Currently, we’re continuing with our independent reading projects: each student keeps a reading log and when the book is complete, submits a project for all of the class members to see. So far we have slideshows, blogs, and even a video production in the works.

Once the style analysis essays are completed, we’ll analyze Dr. Martin Luther King, Jr’s Letter from Birmingham Jail, seeing how he set the standard for American non-violent resistance during the Civil Rights Movement. We will complete some research on a variety of subjects, all in preparation for our reading of Harper Lee’s To Kill a Mockingbird, a book I have taught easily 30 times, yet still continues to educate and inspire me, mostly because of the original points of view brought by students. I just love it when my students become my teachers.

The beginning of each full class period begins with a poem (students are submitting poems for the classes to read. So cool!), and a 10 -15 minute stream of consciousness writing. Hmmmm… I wonder what my plan is for this skill-building activity (former students, DO NOT TELL!).

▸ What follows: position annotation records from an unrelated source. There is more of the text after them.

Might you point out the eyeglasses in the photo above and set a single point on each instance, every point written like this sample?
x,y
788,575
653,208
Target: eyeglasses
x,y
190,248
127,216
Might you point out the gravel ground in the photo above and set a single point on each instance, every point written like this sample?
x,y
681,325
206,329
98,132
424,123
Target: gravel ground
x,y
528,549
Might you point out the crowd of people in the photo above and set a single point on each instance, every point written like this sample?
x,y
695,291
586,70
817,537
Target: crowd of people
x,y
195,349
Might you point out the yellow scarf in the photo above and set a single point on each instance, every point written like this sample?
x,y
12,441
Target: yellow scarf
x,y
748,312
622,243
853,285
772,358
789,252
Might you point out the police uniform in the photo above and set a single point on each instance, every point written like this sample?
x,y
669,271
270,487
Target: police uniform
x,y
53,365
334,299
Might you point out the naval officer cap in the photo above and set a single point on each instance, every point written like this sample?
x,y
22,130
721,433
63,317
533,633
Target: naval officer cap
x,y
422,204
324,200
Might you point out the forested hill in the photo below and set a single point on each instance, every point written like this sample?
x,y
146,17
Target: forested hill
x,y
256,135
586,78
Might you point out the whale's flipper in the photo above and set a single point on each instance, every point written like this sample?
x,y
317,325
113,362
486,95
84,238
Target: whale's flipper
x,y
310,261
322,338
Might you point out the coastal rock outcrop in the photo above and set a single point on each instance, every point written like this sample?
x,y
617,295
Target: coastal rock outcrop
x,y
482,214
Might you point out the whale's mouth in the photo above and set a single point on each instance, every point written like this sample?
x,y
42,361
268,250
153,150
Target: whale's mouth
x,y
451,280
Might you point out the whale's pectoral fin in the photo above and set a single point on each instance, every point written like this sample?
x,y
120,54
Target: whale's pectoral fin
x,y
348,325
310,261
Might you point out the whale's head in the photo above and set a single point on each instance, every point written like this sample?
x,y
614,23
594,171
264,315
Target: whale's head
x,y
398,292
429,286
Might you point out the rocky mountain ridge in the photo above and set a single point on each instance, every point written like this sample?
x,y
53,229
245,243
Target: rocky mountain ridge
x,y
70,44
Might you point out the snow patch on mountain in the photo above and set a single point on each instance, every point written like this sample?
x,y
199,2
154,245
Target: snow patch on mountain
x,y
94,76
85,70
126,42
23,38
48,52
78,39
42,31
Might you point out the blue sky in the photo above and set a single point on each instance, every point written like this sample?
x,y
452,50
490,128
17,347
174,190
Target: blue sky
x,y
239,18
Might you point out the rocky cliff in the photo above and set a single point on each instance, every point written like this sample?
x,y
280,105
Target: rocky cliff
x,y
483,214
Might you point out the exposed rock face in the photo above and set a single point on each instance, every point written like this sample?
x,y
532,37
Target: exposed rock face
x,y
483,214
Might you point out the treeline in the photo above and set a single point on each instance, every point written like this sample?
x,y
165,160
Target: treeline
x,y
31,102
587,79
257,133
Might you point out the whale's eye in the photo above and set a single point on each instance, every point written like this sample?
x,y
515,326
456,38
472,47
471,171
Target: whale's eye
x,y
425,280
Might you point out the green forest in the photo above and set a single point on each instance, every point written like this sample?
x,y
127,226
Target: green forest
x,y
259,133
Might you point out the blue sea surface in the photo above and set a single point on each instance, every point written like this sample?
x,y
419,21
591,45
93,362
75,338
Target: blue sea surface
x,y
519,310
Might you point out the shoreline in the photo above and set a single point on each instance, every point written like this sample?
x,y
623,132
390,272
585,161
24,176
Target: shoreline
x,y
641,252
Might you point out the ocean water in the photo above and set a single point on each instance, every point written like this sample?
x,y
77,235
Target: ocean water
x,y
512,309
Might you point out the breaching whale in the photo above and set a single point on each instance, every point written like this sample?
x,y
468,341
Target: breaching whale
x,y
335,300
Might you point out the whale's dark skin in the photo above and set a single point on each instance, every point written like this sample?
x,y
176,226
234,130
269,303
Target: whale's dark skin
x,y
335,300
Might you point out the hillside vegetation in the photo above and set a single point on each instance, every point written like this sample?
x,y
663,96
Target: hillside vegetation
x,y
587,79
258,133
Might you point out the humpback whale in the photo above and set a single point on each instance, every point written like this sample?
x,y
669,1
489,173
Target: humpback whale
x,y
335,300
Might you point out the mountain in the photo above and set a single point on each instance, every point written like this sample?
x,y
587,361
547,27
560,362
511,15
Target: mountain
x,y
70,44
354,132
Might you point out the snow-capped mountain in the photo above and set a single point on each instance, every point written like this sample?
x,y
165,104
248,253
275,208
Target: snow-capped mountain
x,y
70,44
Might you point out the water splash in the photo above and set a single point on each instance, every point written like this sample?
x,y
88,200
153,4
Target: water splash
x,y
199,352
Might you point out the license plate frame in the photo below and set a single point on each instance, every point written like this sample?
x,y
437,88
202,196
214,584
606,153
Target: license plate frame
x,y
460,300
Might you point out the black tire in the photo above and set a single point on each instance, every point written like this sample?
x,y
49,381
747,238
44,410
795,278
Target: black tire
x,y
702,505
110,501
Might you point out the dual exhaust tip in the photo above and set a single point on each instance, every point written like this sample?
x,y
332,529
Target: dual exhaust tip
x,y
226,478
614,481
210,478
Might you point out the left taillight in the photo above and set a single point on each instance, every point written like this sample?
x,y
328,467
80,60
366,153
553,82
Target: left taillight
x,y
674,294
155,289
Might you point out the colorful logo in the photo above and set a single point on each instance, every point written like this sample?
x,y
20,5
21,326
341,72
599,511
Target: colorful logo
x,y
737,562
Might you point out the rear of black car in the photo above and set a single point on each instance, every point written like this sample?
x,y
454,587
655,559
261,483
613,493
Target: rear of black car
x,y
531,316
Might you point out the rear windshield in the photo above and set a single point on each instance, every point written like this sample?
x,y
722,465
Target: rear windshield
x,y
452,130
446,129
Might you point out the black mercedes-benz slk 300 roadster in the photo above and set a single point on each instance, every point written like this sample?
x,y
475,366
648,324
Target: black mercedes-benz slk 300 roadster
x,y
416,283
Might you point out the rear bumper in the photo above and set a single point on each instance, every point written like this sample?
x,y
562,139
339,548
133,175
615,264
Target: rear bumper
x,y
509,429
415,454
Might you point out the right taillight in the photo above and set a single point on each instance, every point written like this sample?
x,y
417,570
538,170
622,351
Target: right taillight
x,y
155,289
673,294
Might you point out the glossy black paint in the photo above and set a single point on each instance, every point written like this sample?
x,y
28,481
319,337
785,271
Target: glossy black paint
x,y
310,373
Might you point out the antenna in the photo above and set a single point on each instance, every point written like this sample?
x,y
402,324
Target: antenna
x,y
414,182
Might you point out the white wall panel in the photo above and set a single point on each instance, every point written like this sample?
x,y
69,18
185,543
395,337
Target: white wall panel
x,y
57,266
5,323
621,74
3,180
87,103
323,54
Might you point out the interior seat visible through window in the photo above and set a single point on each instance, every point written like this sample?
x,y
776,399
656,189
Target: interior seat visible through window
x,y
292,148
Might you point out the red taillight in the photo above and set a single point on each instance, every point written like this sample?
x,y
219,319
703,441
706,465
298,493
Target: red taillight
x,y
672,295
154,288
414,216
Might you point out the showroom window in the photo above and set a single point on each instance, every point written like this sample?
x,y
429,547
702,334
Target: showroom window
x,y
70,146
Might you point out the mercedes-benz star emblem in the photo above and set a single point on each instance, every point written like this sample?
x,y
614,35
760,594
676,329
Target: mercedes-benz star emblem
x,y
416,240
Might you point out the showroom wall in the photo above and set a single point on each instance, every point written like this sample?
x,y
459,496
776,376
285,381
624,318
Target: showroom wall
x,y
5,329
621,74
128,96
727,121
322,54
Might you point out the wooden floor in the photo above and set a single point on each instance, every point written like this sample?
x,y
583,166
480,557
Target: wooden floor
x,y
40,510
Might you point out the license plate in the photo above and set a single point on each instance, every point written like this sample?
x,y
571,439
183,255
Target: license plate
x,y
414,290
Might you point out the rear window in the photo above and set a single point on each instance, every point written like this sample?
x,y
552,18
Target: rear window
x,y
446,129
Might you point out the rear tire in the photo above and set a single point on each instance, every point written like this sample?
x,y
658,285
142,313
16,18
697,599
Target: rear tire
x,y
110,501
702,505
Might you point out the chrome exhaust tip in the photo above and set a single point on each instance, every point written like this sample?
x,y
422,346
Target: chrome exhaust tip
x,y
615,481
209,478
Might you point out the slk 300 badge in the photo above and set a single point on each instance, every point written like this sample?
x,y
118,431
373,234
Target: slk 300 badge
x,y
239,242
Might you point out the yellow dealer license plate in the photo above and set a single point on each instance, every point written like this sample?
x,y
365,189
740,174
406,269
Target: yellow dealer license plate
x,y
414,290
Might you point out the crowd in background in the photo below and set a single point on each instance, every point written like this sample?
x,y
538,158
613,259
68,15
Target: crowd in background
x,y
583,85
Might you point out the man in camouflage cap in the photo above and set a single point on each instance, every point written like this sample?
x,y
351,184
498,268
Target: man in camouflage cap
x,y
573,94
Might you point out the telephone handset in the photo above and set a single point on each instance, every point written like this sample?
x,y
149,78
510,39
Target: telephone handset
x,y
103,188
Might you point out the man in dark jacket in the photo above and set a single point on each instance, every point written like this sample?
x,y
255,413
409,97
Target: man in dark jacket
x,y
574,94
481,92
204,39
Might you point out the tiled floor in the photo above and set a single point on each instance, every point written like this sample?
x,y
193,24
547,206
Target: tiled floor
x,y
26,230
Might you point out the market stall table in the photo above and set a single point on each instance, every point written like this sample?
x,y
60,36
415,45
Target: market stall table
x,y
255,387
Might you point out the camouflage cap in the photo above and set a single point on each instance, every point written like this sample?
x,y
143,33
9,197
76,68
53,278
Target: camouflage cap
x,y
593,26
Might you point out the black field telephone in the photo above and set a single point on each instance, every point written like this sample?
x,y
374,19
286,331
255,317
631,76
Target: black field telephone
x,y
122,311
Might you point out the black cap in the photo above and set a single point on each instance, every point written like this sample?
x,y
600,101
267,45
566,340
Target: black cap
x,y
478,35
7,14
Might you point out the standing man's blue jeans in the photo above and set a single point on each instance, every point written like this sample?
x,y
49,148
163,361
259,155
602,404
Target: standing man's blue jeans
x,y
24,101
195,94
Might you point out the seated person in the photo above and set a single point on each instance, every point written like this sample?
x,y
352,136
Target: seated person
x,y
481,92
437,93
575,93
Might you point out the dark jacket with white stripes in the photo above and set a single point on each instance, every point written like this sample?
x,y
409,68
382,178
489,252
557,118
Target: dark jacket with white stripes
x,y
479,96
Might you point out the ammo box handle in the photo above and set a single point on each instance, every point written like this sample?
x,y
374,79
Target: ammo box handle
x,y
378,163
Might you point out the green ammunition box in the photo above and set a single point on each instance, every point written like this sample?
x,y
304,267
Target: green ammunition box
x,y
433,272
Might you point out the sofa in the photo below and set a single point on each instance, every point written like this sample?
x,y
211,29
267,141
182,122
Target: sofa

Of course, we’re also looking forward to our study of Shakespeare’s Romeo and Juliet.

I have to say, the amount of additional work everyone is doing as a result of distance learning, students and teachers alike, seems so overwhelming at any moment in time. However, as I reflect on the work completed, the skills learned, and the connections made, I could not be prouder of my students. They really make my day every day, and I do believe I am learning so much from each and every member of my classes than I could possibly bring to them.

I am grateful every day for each and every one of you.